For a film that isn’t really a horror movie, it sure does look like one. The Tom Lerner Water Polo Camp is held in a school and frequently shot like a dungeon. The camera drifts through long, dark corridors with flickering lights. Characters cling to walls as they wander at night. Ben is trapped here, and as things go bad the camera pushes closer to his face, trapping him in the frame, too. Less successful is the score. Scenes are accentuated by (and often drowned in) heavy vocalizations. Low voices blast long, sustained notes, high ones chant in a frenzy. They sing and sigh and gasp energetically but it’s poured on distractingly thick in places.
I’m a little unsure about the ending which (without spoiling anything) feels a little too neat after the outpouring of resentment the film builds to for most of its 95 minute runtime. After some hair-raising dramatic punctuation, the resolution is dispensed with rather quickly. There’s a slight incongruity between these final scenes, as if some connective emotional matter is missing. But I assure you this is a minor nitpick. The ride is well-worth taking.
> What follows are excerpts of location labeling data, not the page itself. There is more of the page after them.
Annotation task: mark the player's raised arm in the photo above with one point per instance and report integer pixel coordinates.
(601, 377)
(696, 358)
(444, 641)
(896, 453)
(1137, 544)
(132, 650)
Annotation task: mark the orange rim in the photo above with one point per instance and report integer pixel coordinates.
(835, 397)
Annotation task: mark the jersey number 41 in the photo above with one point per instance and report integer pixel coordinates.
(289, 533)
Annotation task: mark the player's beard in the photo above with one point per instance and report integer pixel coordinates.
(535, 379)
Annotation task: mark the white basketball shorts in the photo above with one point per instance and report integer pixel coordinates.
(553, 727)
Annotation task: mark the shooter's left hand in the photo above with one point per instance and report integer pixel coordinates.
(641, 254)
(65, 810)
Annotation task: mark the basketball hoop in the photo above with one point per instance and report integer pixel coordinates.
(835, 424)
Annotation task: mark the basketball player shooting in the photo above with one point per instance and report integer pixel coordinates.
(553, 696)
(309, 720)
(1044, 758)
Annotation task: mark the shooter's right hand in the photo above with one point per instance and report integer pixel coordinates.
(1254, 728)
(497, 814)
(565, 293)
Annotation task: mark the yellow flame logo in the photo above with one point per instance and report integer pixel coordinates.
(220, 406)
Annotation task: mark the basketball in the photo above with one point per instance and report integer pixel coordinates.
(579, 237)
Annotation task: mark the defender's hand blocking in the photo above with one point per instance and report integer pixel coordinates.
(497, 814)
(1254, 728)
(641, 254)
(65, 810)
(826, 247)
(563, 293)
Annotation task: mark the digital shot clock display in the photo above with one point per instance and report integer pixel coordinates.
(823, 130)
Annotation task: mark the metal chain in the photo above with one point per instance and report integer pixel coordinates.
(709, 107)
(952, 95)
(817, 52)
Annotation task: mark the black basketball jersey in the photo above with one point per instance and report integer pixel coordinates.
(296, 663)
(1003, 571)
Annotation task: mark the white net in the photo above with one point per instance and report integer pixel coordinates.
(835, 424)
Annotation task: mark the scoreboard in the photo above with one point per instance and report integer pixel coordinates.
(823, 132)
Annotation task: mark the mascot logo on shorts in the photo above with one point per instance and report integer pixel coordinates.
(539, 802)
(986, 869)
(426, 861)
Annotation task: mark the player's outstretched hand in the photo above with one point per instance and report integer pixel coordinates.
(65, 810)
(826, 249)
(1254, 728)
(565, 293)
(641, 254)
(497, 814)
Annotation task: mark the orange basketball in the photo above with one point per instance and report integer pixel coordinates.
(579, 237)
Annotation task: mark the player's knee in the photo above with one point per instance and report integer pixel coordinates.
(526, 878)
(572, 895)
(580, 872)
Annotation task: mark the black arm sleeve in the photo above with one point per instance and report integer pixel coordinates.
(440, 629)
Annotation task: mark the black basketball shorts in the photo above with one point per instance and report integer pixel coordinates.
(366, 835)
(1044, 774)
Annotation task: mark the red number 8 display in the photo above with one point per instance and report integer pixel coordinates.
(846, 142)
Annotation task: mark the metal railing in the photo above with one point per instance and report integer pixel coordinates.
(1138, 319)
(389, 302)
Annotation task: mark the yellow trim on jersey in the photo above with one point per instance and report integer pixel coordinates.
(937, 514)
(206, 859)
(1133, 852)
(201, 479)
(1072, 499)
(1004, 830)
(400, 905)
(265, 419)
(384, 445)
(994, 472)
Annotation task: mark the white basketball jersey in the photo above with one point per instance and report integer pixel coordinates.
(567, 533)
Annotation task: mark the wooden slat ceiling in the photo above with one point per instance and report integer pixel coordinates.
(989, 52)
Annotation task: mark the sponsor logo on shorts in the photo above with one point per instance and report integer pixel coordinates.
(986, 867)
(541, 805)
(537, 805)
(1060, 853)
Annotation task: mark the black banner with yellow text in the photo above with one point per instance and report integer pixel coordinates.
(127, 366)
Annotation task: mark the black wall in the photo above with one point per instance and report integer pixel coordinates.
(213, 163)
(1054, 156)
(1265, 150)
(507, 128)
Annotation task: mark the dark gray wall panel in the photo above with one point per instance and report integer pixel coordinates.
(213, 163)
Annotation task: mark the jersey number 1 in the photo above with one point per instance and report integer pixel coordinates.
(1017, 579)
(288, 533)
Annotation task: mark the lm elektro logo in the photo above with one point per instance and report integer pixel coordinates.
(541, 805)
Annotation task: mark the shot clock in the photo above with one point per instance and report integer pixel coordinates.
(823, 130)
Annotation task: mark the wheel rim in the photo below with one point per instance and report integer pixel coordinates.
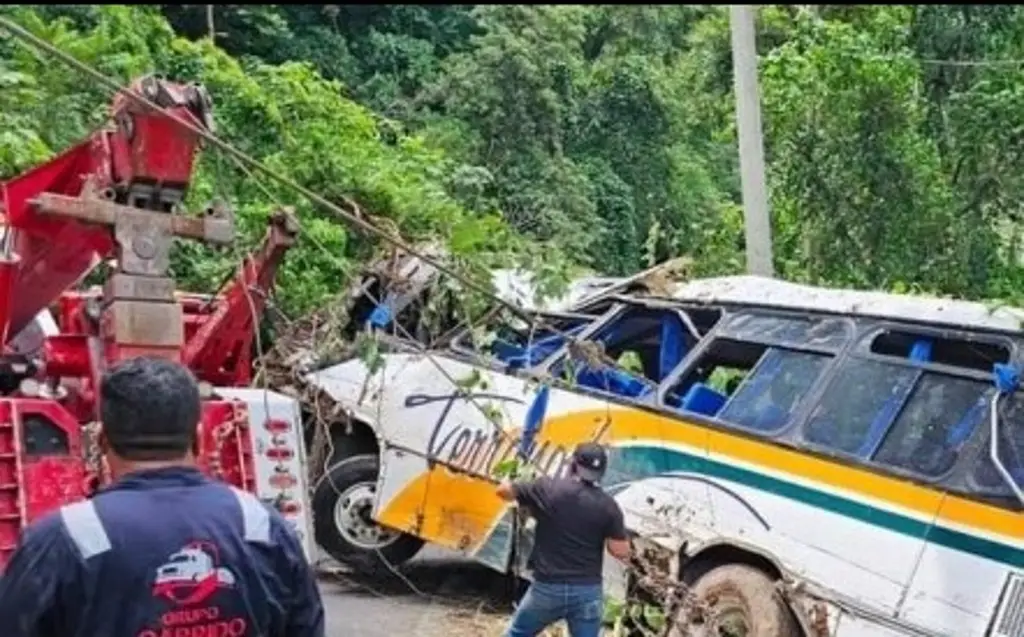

The Plague keenly captures one of the most uncomfortable instincts of adolescent life: above all else, fit in. For Ben, it’s a survival instinct with self-destructive power. It’s easy now, as an adult, to think he should have seen his “friend’s” turn coming or to dismiss Ben as making bad decisions. But that’s a view nearly thirty years removed from my own bad week at camp, at the end of a journey Ben is only starting. What might I have done, all those years ago, to make the bullying stop? Or given the chance, to prevent it from ever starting? Looking back, The Plague’s real horror may lie in those answers.




Nice write-up. Performances and cinematography were solid in this film, but I left pretty underwhelmed. I also agree that the coda was unsatisfactory.